〈感覚に圧倒される〉経験から生まれる曲たち
――実際、新しい場所に行こうとする思いや、聴き手に対して開かれたものであろうとする意志は、今作の収録曲たちから強く感じました。ここに収録された楽曲は、アルバム用に作られた曲たちですか?
「そういうわけではなくて、たとえば“ほころび”という曲は16歳頃からあった曲なんです。なにかのはじまりっぽい感じは作ったときから感じていたし、よくライブでも1曲目にやっていた曲で。
それに、“ひかり”と“つきのうみ”も少し前からありました。2019年か2020年頃、ゆうさりはソロプロジェクトとしてやっていって、別名義のバンドを組もうかと悩んでいた頃があって。その頃に〈とにかくバンドでやる曲を作ってみよう〉と思って作ったのが“つきのうみ”です。個人的にすごく大事な曲です。
“ひかり”は、クリスマスの曲を作りたくて。妹の通っていたのがキリスト教の幼稚園で、私が小学校3年生だった頃ですかね、妹の幼稚園でクリスマスの時期にキャロリングというイベントがあったんです。みんなで白いケープを着て、町中を歩いて歌を歌うっていう。私は違う幼稚園に通ったので、それが美しいなと思ったし、羨ましいなと思って。その景色に当てて作ったのが“ひかり”です。弾き語りでもやっていた曲ですけど、ずっと頭の中にはバンドアレンジのイメージが明確にありました」
――“ひかり”を作ったのはいつ頃なんですか?
「2020年頃です。今回のアルバムは結構前からある曲が多いんですよね。“冴える朝(Interlude i)”と“涙の港(Interlude ii)”は、それぞれ曲順の次にくる曲を説明したくて作った曲です。

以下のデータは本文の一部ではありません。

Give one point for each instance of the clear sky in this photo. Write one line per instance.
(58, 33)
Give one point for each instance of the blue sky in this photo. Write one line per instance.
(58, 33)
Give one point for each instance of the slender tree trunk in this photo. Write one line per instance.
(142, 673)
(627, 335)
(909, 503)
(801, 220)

“ひかり”と“つきのうみ”は大事な曲なので、導入を前に持ってくることで、気持ちよく景色に入っていくことができればいいなと。
“うろこ”は、三期(ドラムの椿三期)と一緒にお家でコラージュを作ったり録音をしたりして遊んでいたときに作った曲ですね。そのときはキャッチーな曲を作りたいという思いに燃えていたんですけど、運よく、キャッチーな曲ができました(笑)。

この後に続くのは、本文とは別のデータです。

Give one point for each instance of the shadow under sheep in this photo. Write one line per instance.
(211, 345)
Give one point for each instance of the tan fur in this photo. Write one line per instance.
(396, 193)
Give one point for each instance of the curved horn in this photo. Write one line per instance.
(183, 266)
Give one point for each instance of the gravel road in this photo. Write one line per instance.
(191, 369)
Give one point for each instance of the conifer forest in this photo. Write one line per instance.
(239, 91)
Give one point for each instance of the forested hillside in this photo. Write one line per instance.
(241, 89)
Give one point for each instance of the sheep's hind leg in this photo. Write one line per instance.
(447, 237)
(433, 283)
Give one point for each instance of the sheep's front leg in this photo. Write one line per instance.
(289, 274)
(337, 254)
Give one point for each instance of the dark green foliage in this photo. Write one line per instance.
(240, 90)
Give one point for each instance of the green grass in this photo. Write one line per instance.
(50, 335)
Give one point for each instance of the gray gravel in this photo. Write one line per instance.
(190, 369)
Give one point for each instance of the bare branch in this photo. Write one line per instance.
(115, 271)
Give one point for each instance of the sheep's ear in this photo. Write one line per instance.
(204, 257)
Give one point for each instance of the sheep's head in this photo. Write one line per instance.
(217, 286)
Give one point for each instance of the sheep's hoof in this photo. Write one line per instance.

“汐”はライブの導入やアルバムの1曲目になるような曲が作りたいと思っていたんですけど、ROTH BART BARONの『極彩色の祝祭』の1曲目の“Voice(s)”という曲に衝撃を受けて〈こういう曲を作りたい〉と思ったのも大きかったです。あと『この世界の片隅に』という漫画の1巻の最初の方の景色がすごく綺麗で、そのイメージにもなぞらえて作った曲です。

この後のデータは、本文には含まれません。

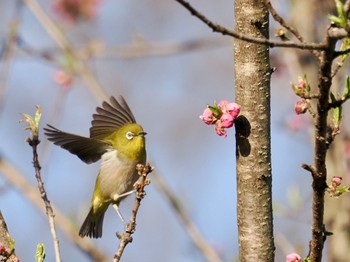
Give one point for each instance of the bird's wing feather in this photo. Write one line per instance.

“幽霊”と“春の星”は、他の曲と並べたときに〈ここにどういう人がいたらいいかな?〉ということを思いながら作りました。明るめで、可愛らしさがある曲が作りたくて。どちらも友達と遊んでいるときの景色を思い出しながら書いた曲です」
――16歳の頃に“ほころび”を作られた頃のことは覚えていますか?
「覚えています。その頃、うつ病になって高校に行けなくなっちゃったんです。異様に重たい体を運びながら通学路を歩いていたとき、寒い時期で、異様に空が高くて、異様に月を白く感じて。そういう感覚に圧倒された日があったんです。〈感覚に圧倒される〉というのは、自分の中で大事なことなんですよね。辛いことでもあるんですけど。
それをずっと覚えていて、〈曲を作ろう〉となったときに、AとEの単純な解放感のあるギターのコードと、別で書き溜めていた歌詞で作りました。目から入ってきた景色や感覚を曲にした感じです。そのときの心理状況も含めて、自分にとっては思い出に残っている曲ですね」
――〈感覚に圧倒される〉ということは、今でも曲作りの源泉になっていると思いますか?
「そうですね、自分の中で大きいものだと思います。私は感覚過敏の特性があるんですけど、景色にしても、人とのかかわりにしても、一つひとつの体験に圧倒されることは大きいです。